Astrocytes secrete ATP by exocytosis from synaptic-like vesicles, activating neuronal P2X receptors, which contribute to postsynaptic GABA receptor down-regulation, ultimately mediating the communication between astrocytes and neurons required for brain function.
Communication between neuronal and glial cells is important for many brain functions. Astrocytes can modulate synaptic strength via Ca2+-stimulated release of various gliotransmitters, including glutamate and ATP. A physiological role of ATP release from astrocytes was suggested by its contribution to glial Ca2+-waves and purinergic modulation of neuronal activity and sleep homeostasis. The mechanisms underlying release of gliotransmitters remain uncertain, and exocytosis is the most intriguing and debated pathway. We investigated release of ATP from acutely dissociated cortical astrocytes using “sniff-cell” approach and demonstrated that release is vesicular in nature and can be triggered by elevation of intracellular Ca2+ via metabotropic and ionotropic receptors or direct UV-uncaging. The exocytosis of ATP from neocortical astrocytes occurred in the millisecond time scale contrasting with much slower nonvesicular release of gliotransmitters via Best1 and TREK-1 channels, reported recently in hippocampus. Furthermore, we discovered that elevation of cytosolic Ca2+ in cortical astrocytes triggered the release of ATP that directly activated quantal purinergic currents in the pyramidal neurons. The glia-driven burst of purinergic currents in neurons was followed by significant attenuation of both synaptic and tonic inhibition. The Ca2+-entry through the neuronal P2X purinoreceptors led to phosphorylation-dependent down-regulation of GABAA receptors. The negative purinergic modulation of postsynaptic GABA receptors was accompanied by small presynaptic enhancement of GABA release. Glia-driven purinergic modulation of inhibitory transmission was not observed in neurons when astrocytes expressed dn-SNARE to impair exocytosis. The astrocyte-driven purinergic currents and glia-driven modulation of GABA receptors were significantly reduced in the P2X4 KO mice. Our data provide a key evidence to support the physiological importance of exocytosis of ATP from astrocytes in the neocortex.

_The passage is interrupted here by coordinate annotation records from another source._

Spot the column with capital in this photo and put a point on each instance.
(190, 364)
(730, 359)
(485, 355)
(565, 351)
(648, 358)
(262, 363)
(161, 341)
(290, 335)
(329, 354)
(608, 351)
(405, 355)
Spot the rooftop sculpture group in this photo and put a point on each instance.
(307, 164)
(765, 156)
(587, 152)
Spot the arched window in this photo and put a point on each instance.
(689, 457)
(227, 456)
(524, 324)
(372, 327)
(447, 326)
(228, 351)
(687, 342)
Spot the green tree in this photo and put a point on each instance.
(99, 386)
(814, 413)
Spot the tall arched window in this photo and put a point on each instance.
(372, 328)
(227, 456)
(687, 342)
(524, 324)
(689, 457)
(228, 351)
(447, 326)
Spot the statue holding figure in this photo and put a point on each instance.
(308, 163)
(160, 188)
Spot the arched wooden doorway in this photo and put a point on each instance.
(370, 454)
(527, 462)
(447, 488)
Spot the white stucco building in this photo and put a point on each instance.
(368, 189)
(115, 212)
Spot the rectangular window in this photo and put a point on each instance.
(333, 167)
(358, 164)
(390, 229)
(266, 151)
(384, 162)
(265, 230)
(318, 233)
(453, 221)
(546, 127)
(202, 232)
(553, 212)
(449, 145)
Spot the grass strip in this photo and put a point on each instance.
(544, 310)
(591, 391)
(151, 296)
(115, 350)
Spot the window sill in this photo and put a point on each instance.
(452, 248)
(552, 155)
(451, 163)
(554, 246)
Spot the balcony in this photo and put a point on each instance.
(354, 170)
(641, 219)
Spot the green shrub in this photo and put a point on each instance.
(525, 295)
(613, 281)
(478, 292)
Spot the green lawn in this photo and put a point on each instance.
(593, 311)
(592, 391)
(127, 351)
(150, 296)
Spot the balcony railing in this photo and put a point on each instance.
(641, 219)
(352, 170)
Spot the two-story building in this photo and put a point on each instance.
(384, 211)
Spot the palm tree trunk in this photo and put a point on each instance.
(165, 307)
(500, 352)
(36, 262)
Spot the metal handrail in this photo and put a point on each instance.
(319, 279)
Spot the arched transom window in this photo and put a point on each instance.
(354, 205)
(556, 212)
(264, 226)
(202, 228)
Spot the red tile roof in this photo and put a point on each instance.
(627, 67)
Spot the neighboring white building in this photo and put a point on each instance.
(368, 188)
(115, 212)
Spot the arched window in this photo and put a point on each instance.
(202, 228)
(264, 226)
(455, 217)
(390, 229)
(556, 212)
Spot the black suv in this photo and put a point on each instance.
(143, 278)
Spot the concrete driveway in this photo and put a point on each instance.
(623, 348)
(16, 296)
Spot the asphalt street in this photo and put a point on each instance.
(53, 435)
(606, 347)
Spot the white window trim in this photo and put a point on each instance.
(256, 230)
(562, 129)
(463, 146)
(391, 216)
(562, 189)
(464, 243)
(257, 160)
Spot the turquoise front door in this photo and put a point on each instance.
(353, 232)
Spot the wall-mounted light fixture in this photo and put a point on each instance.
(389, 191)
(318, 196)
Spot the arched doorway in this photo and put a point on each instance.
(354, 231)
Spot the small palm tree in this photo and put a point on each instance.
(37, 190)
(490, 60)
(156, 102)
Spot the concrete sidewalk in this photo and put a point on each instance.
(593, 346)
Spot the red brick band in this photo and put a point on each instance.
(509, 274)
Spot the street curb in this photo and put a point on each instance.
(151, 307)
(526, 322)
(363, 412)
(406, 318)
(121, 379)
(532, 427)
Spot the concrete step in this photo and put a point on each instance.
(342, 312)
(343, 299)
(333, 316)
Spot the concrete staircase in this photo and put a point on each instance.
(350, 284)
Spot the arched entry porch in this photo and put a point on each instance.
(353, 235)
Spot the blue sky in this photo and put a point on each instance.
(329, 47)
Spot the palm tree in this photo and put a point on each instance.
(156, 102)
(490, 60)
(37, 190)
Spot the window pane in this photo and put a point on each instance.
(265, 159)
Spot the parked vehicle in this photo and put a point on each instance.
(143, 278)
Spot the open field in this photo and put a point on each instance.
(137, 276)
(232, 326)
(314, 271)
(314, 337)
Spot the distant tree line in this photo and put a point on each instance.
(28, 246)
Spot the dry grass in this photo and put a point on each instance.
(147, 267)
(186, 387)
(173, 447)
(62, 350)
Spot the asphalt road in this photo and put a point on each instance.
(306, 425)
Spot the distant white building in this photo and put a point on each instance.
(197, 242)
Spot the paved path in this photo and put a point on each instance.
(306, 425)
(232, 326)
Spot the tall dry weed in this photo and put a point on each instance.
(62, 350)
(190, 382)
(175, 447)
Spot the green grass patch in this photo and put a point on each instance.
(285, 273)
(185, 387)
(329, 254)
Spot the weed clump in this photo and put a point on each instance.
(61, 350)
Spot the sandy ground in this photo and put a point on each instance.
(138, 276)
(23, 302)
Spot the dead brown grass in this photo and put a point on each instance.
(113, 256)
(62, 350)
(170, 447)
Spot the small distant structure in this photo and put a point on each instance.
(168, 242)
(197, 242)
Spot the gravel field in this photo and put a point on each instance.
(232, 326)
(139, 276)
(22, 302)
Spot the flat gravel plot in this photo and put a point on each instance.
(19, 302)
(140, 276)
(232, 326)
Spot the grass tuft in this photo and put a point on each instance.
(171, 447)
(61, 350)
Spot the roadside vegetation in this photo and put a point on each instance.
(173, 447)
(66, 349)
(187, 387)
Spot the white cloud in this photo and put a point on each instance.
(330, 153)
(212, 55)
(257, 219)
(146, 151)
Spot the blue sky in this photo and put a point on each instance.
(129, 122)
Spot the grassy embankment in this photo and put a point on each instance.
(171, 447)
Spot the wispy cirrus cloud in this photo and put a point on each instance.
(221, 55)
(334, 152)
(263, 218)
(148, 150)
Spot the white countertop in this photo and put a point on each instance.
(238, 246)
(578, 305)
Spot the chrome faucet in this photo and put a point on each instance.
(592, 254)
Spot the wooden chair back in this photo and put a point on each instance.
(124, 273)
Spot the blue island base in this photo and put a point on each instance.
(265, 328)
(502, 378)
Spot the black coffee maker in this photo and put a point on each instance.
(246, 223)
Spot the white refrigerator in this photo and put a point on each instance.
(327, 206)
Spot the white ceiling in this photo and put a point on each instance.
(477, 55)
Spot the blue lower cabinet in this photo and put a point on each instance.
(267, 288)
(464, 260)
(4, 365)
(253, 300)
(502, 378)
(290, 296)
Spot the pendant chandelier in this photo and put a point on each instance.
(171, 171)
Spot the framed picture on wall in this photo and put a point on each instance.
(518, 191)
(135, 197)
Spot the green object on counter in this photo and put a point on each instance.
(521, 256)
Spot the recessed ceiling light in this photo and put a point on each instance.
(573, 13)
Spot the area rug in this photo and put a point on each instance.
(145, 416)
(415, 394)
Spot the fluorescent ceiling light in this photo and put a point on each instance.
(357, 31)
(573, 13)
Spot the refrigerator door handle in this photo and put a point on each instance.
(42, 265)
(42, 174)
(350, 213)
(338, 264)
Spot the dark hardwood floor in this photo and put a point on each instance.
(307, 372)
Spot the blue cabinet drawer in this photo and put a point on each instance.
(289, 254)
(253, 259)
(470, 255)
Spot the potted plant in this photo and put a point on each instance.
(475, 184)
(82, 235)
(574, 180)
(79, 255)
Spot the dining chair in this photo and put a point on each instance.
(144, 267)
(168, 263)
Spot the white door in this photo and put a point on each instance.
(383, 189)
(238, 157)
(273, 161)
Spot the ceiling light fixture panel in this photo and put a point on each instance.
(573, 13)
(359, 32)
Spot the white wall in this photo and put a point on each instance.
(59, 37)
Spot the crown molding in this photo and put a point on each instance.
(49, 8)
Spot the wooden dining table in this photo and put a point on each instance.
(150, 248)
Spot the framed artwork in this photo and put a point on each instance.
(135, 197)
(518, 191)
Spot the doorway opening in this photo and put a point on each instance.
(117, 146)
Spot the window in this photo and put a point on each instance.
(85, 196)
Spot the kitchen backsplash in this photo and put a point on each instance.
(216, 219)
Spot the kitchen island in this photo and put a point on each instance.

Brain function depends on the interaction between two major types of cells: neurons transmitting electrical signals and glial cells, which control cerebral circulation and neuronal homeostasis. There is a growing evidence of the participation of astrocytes in regulating neuronal excitability and synaptic plasticity via the release of “gliotransmitters,” which include glutamate and ATP. The importance of ATP release from astrocytes was suggested by studies that demonstrated its contribution to neuronal activity and sleep homeostasis via modulation of known “purinergic” receptors. But the mechanisms underlying gliotransmitter release and the physiological significance of direct glia-to-neuron communication remain unknown and intensively debated. Here, we investigate the release of ATP from astrocytes of brain neocortex and demonstrate that astrocytes can release ATP by Ca2+-dependent exocytosis, most likely from synaptic-like microvesicles. We also find that vesicular release of ATP from astrocytes can directly activate excitatory signaling in the neighboring neurons, operating through purinergic P2X receptors. We saw that activation of these P2X receptors by astrocyte-driven ATP down-regulated the inhibitory synaptic signaling in the neocortical neurons. Our results imply that exocytosis of gliotransmitters is important for the communication between astrocytes and neurons in the neocortex.